Those who have been keeping abreast of my recent original blog posts, will be aware that the beginning of 2019 has been decidedly mixed. Readers may also be aware that the Yuletide and New Year period were marred somewhat, by a flare of my own autoimmune disease. I carry Human Leukocyte Antigen B27 (which for the sake of brevity will henceforth be referred to as HLA-B27).
This antigen is not contagious but it is a genetic mutation that can remain inactive for many years. The genetic code that may trigger the development of HLA-B27 is found in only 8% of white Europeans and 4% of North Africans. It is even less common in those of Far Eastern origin. In northern Scandinavia almost one in five are HLA-B27 positive, yet only 1.8% of the Scandinavian population have ankylosing spondylitis; the most commonly associated autoimmune disease. Indeed, many people who carry HLA-B27 never develop any associated illness and why some do is not yet clearly understood.

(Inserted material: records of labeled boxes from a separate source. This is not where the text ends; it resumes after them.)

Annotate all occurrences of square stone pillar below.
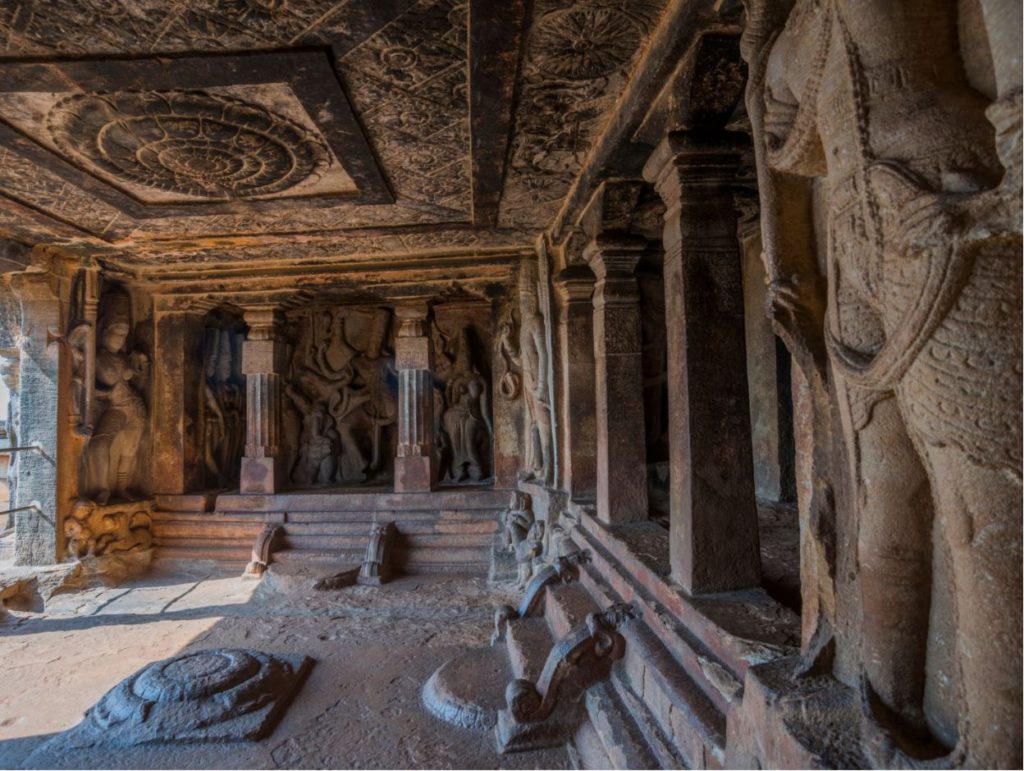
[394,303,437,492]
[10,271,61,565]
[239,306,288,494]
[584,235,648,524]
[644,134,761,594]
[152,299,206,496]
[553,265,597,501]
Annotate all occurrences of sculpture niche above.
[437,328,494,482]
[202,325,246,487]
[743,0,1021,767]
[502,264,552,482]
[79,292,150,505]
[70,282,153,564]
[285,308,397,486]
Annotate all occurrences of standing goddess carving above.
[744,0,1021,767]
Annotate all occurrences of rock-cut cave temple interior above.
[0,0,1024,769]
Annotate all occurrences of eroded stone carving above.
[245,522,285,577]
[202,325,246,487]
[356,522,397,587]
[440,328,494,482]
[79,290,150,505]
[497,604,637,753]
[490,550,591,645]
[63,501,153,559]
[66,648,312,746]
[47,91,331,200]
[285,308,397,486]
[509,265,552,482]
[744,0,1021,766]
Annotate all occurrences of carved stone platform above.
[156,487,509,575]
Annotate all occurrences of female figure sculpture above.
[744,0,1021,766]
[82,295,150,505]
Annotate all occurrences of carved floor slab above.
[41,648,313,751]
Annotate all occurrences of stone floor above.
[0,565,570,768]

HLA-B27 is associated with a range of autoimmune diseases including ankylosing spondylitis, psoriasis, inflammatory bowel disease and reactive arthritis. Other pathologies include psoriatic arthritis, ulcerative colitis associated spondyloarthritis and eye disorders such as acute anterior uveitis. Yet how this antigen is responsible for the development of these diseases remains a partial mystery and it does not appear to be the sole factor at play. Separate triggers in the form of another gene, an illness of some nature such as a viral infection or some environmental influence; may represent the mysterious factor X that in combination with HLA-B27 will activate manifestation of a disease.
My own particular autoimmune disease is anterior uveitis, which is an acute inflammation (not infection) of the uvea (usually the iris) and it can be agonisingly painful. It causes swelling which can potentially damage nerves, the eye becomes sore and sensitive to light (photophobia). Anterior uveitis is an ocular emergency, treatment must begin within a few hours of onset to prevent permanent damage and loss of vision. Treatment is however, relatively simple and usually requires a short course of anti-inflammatory eye drops in combination with a dilation fluid. The latter in relaxing muscles and relieving spasm, dilates the pupil. This can make the photophobia worse. Such is medicine.
On those occasions when a more active treatment is required, steroid injections directly into the eye are called for. I have had three of these most unpleasant treatments but they were necessary. I have been in danger of permanent vision loss on two occasions. I shall be eternally grateful to the doctors at my local ophthalmic unit for their interventions. They are my saviours.
All of this sounds terribly negative and by now the reader is no doubt wondering whether there has been a mistake in naming this piece 'Counting our Blessings?' Patience, there is more.
The majority of the time I am fit and well. Although I may suffer a flare once or twice a year, I generally recover quickly. I get fatigued as we all do but fatigue can be a precursor to a flare, a warning I should heed. Rarely unless the flare is severe, do I require time off work. I often have to wear sunglasses indoors and at work, I may be unable to read, enjoy the outdoors or use the computer. These are short term irritations.
I have my family, close friends who understand my condition and my employer is supportive, often putting me on unofficial light duties while I recover. I concentrate on hands on care delivery and paperwork, avoiding drug administration and long periods on the computers.
I may one day go blind but it is unlikely. I may one day develop glaucoma and although that is more likely, it is far from certain. Various investigations and blood screenings have cleared me of far more unpleasant autoimmune disorders. Nothing I have is terminal, I am not going to die. My autoimmune condition can be painful, it can be a bloody nuisance but it will never be a death sentence.